Let’s go back to the entire picture: Valéry Laramée de Tannenberg wrapped up COP29 for Alternatives Economiques. “By focusing on financial decisions, the Azeri presidency of the UN climate summit has overlooked the issues of mitigation, adaptation and just transition,” Laramée de Tannenberg writes. “The parties were unable to agree on the follow-up to the Global Assessment on greenhouse gas emission reduction trajectories presented ahead of COP28 and, in particular, the end of dependence on fossil fuels […] Nor on adaptation, for that matter. Nor is there any trace of the work programme on just transition.
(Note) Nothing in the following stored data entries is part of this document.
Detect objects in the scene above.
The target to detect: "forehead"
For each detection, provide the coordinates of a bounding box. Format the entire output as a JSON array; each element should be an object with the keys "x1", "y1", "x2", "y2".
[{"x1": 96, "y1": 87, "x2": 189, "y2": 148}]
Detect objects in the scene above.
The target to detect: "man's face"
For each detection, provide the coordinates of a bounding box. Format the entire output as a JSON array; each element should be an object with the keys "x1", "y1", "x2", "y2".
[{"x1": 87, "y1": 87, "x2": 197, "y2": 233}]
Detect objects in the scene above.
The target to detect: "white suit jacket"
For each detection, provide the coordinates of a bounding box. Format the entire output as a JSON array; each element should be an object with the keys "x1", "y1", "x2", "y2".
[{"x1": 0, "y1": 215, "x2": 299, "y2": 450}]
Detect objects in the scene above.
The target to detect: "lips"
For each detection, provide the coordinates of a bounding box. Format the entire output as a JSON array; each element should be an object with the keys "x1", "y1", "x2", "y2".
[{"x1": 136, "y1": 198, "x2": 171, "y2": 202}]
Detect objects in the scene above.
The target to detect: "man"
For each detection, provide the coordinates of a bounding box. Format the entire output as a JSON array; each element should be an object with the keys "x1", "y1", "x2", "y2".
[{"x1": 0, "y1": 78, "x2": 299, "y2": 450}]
Some of these subjects could have been included in a chapeau decision that Mukhtar Babayev, the president of the COP, did not want to present.As for the ‘United Arab Emirates dialogue’ resulting from COP28 – which could force States to include in their national commitments a trajectory for phasing out fossil fuels – it has been postponed to the negotiating session in spring 2025, ahead of COP30 in Belém next November.”
Also in French, Reporterre’s Emmanuel Clévenot dares to call the final agreement “neocolonialist”. Clévenot reports the words of someone all of us who were in the plenary room at 3am will remember: India’s chief negotiator, Chandni Raina. “Raina grabbed the microphone and immediately deplored ‘an absolutely regrettable incident’: ‘We had informed the presidency that we wanted to make a statement before any decision was taken. This is a set-up.’ ‘We have seen what you have just done. Using your gavel and preventing the parties from speaking does not honour the convention. India opposes the adoption of this document. Take note.’”
Milou Dirkx and Julian Wettengel, in CLEW, reported another kind of reaction, perhaps more rooted into the reality of multilateralism: “Those who have come here to prevent progress and prevent more climate justice and weaken our multilateral UN system altogether have failed,” said German foreign minister Annalena Baerbock. Achieving the deal “in these shaky times” was a success, she said.
Yet, while international leaders were discussing abstract billionaire wallets, parts of Spain woke up to fresh warnings of dangerous flooding, wrote Rosie Frost in Euronews during COP: “It comes a fortnight after at least 220 people lost their lives in Valencia during Spain’s worst flooding in decades. And just days after Spanish Prime Minister Pedro Sanchez brought the region’s tragedy to the global stage during his speech at COP29.”
It is worth noting what $1.3 trillion should have been for: preventing and fixing the often dramatic consequences of climate change. After all, Frost writes echoing the words of UN Secretary-General António Guterres, 2024 has been a “masterclass in climate destruction”.